To take the leap from academic research to clinical therapy, Ganesan, De Vivo and two other partners started Alyra Therapeutics to develop the medication further. The startup is currently in fundraising mode.

To further explain how Ganesan’s research helps him as a practitioner, we shift from the movie theater to the pool hall.

“Great pool players line up three shots ahead of the shot they are playing,” he says. “Like the ball is here and they want to stop it in the right place so they can play the next ball and stop that shot so they can play the next one. That’s the way I think about drugs for patients. You are trying to figure out what will the patient respond to best – that’s your first shot – and when that person responds or does not respond, what do you do next? That’s your next shot, and you have all your shots lined up before you take the first one.”

As a drug developer, he goes through the same process.

“You hit the ball into the first one, and it bounces off where you want to line up the second shot,” he explains. “How are you going to get there? That’s kind of the way I think about things.

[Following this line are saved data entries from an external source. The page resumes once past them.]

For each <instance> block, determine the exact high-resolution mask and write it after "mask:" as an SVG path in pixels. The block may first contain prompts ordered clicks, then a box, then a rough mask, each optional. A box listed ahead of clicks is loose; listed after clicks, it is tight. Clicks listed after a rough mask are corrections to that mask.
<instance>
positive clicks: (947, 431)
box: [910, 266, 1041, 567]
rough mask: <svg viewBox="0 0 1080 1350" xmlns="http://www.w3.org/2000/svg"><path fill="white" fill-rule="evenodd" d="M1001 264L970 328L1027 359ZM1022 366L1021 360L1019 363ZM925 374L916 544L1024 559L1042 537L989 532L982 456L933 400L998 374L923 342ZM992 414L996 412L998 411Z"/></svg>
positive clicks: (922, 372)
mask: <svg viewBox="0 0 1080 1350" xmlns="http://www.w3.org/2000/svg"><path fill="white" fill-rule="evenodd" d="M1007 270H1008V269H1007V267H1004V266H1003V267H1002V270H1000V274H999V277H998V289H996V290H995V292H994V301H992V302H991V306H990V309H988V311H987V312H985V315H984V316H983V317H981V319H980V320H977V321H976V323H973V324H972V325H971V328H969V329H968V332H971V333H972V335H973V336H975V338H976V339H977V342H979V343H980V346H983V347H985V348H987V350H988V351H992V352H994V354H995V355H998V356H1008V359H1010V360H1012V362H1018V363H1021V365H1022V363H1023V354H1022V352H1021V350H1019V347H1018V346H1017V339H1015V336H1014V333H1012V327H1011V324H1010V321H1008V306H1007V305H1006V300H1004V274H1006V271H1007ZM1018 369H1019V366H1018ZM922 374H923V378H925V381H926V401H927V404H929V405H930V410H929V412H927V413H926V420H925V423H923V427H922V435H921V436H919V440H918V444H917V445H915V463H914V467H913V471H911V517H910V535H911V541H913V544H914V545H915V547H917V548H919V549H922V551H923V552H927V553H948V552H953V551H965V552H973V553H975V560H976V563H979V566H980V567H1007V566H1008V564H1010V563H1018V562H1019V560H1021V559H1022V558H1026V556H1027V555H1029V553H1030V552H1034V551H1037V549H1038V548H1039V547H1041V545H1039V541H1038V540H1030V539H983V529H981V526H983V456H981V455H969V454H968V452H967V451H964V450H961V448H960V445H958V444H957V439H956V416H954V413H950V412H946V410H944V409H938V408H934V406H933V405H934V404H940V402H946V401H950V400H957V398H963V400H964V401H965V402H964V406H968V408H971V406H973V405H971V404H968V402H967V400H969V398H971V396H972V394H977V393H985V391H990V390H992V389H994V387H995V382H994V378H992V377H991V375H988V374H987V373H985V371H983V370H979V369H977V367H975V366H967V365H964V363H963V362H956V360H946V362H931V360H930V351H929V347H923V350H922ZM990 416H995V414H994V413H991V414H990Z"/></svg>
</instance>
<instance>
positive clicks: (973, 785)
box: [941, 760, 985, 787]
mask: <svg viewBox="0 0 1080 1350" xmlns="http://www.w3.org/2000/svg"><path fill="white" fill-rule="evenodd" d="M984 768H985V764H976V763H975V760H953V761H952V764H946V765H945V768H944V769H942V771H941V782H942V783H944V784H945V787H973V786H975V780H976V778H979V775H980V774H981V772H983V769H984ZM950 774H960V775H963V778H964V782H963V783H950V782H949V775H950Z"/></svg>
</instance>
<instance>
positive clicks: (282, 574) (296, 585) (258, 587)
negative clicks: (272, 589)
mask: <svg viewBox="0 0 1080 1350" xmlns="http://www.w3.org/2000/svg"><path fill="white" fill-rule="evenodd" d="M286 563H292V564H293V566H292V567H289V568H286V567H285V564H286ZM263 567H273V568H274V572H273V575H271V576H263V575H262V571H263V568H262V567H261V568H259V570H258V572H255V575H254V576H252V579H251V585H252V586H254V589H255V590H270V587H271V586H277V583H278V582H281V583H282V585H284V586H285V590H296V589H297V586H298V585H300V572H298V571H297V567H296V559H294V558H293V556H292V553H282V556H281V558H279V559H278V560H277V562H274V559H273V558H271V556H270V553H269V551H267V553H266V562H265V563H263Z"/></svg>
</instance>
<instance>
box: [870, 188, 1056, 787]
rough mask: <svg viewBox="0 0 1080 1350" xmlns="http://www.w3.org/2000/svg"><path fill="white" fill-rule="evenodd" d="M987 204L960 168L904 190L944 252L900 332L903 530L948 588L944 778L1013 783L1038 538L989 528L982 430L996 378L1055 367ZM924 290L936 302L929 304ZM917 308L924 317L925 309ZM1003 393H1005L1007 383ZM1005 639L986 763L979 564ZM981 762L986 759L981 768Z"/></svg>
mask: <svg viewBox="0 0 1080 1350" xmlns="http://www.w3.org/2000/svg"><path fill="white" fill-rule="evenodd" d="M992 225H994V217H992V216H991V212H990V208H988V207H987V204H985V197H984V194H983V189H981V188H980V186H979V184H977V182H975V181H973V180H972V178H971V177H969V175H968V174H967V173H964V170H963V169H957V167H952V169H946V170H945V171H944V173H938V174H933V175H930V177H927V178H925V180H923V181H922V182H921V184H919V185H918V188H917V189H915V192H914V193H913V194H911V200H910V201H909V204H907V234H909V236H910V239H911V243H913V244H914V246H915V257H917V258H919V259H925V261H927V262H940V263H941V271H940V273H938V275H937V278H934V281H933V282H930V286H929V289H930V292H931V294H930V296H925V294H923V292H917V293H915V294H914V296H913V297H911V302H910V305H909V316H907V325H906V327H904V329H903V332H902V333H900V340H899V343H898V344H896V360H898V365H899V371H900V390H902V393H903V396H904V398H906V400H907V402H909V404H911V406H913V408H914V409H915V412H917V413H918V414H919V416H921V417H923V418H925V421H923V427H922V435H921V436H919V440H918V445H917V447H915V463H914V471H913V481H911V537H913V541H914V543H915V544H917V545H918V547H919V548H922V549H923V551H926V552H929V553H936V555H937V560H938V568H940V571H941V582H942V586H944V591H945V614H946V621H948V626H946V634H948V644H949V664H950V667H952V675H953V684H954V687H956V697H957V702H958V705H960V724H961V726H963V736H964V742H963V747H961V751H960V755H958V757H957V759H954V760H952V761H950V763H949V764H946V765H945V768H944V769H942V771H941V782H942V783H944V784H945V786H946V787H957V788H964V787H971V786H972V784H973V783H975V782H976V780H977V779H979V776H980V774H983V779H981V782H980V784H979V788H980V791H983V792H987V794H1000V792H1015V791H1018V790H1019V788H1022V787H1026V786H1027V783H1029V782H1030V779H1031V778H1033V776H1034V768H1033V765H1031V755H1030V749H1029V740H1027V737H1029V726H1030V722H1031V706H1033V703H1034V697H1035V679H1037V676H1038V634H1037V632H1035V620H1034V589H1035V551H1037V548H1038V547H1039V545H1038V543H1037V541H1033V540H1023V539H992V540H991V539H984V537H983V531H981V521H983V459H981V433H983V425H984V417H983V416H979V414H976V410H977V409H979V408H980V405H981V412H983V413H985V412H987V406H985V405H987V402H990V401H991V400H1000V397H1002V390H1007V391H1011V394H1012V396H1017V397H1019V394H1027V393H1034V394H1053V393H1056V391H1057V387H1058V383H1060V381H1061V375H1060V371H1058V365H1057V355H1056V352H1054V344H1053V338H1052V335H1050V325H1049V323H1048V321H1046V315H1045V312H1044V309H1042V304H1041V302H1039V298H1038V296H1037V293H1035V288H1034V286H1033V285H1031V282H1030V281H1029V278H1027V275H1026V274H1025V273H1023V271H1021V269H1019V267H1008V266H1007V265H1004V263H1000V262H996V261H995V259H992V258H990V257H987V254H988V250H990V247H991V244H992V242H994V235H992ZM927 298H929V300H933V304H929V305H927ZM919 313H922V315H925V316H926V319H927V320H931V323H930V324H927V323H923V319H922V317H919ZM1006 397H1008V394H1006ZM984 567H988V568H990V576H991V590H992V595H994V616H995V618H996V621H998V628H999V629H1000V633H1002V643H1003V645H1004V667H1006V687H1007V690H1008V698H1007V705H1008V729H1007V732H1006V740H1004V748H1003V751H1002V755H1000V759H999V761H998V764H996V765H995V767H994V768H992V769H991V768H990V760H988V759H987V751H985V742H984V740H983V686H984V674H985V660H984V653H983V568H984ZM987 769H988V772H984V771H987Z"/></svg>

It’s not just for melanoma or diagnostics of patients but also for other diseases that I treat. Conducting research has really changed the way that I think and care for patients.”

Coming up with therapies to make melanoma and the other diseases he treats less prevalent “is kind of the idea” of his research and practice, he notes. Because patients treated for melanoma often see it return at some point, the direction he is now taking is finding ways to keep it from developing in the first place. One way his team is doing that is by refining theranostics, in which imaging guides diagnostics.

“We are trying to apply theranostics to melanoma,” says Ganesan. “Immunotherapy is the gold standard of treatment. What that does is make the immune system fight the tumor and the tumor goes away. And when it does, it’s amazing because it could be a lifelong cure.”